Height (cm),Weight (kg),Suggested shoe size,height and weight
150,55,8,150 and 55
160,55,9,160 and 55
170,55,10,170 and 55
180,55,11,180 and 55
190,55,12,190 and 55
150,70,9,150 and 70
160,70,10,160 and 70
170,70,11,170 and 70
180,70,12,180 and 70
190,70,13,190 and 70


Now we can join using this new amalgamated column we've created.  Notice that Maxime's "height and weight" is "160 and 70", which matches the value of "height and weight" in the row of `suggested_shoe_size_2` with suggested shoe size 10.  That's what we wanted.

In [11]:
# Now we can join using this new amalgamated column we created.
# We can omit the third argument to join, which would ordinarily
# be the name of the column in suggested_shoe_size_2 to match on,
# because it's just "height and weight" again.
recommendations_2 = customers_2.join("height and weight", suggested_shoe_size_2)
# Get rid of some redundant columns to help you see what's going on...
recommendations_2 = recommendations_2.select([0, 1, 2, 3, 6])
recommendations_2

height and weight,Name,Height (cm),Weight (kg),Suggested shoe size
150 and 55,Aditya,150,55,8
160 and 55,Sue,160,55,9
160 and 70,Maxime,160,70,10


Now Maxime gets the right suggested shoe size for her height and weight (10), and our online shoe store will thrive.

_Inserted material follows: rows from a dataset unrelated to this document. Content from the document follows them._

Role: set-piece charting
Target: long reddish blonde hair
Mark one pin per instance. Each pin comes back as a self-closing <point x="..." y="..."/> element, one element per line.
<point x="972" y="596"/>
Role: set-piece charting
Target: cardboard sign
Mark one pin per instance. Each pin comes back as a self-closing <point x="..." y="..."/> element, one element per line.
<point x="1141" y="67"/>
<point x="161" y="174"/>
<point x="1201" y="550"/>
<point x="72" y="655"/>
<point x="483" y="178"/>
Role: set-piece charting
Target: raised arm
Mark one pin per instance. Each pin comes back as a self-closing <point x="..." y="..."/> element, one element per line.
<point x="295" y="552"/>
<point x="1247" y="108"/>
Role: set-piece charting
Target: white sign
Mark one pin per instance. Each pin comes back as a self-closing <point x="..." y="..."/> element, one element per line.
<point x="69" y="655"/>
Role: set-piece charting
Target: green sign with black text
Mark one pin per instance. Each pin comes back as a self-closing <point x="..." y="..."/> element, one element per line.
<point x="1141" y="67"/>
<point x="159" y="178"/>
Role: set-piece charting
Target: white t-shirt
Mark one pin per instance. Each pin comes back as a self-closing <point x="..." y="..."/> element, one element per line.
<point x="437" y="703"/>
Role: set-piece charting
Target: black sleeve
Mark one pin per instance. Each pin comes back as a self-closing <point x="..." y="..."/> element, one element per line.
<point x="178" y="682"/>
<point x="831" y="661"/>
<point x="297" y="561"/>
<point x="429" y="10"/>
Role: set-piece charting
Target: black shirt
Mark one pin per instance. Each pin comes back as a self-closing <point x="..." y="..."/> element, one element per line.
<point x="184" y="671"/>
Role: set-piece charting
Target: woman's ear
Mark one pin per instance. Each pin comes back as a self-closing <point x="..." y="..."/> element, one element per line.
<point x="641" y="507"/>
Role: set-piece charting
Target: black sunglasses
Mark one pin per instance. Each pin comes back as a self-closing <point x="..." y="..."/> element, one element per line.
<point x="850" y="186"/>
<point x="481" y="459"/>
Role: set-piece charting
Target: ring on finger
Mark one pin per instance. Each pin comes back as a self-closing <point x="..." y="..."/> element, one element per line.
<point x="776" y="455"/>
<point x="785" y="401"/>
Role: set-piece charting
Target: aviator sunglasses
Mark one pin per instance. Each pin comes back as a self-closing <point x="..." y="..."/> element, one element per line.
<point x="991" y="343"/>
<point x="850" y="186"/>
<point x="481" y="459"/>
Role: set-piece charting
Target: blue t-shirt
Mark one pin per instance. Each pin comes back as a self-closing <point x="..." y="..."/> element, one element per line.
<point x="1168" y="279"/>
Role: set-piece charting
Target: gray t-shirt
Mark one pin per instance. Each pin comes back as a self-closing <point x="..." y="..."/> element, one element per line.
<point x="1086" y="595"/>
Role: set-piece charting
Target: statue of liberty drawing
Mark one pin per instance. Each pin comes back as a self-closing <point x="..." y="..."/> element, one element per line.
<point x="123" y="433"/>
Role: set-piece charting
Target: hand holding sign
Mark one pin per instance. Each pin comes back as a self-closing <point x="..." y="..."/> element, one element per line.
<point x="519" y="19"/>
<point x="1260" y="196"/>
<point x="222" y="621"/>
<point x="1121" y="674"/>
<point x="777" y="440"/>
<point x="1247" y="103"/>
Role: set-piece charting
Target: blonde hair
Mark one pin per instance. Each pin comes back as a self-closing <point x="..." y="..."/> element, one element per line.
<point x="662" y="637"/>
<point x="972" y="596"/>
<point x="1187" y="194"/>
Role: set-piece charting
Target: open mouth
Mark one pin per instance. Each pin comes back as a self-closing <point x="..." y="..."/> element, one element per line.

**Question 1.7.** Follow the suggestion in the problem and try examples:

In [12]:
def mysterious_function(num):
    return round(2 * num) / 2

# Add some lines like this to see what mysterious_function returns for various inputs:
print(mysterious_function(3.01))
print(mysterious_function(3.99))
# So far it looks like mysterious_function just rounds to the nearest integer.  Let's see...
print(mysterious_function(3.49))
print(mysterious_function(3.51))
print(mysterious_function(3.24))
print(mysterious_function(3.26))

3.0
4.0
3.5
3.5
3.0
3.5


**Question 1.13.** Let's look at a similar task.  We're going to put stations into three groups: close to coast (less than 50 km from a coast), sort of near a coast (50 to 250 km from a coast), and very far inland (\>250 km from a coast).  And we'll compute the average max temperature instead of the average spread.  This will let us see if coastal areas have lower average temperatures, in addition to smaller variation in temperature.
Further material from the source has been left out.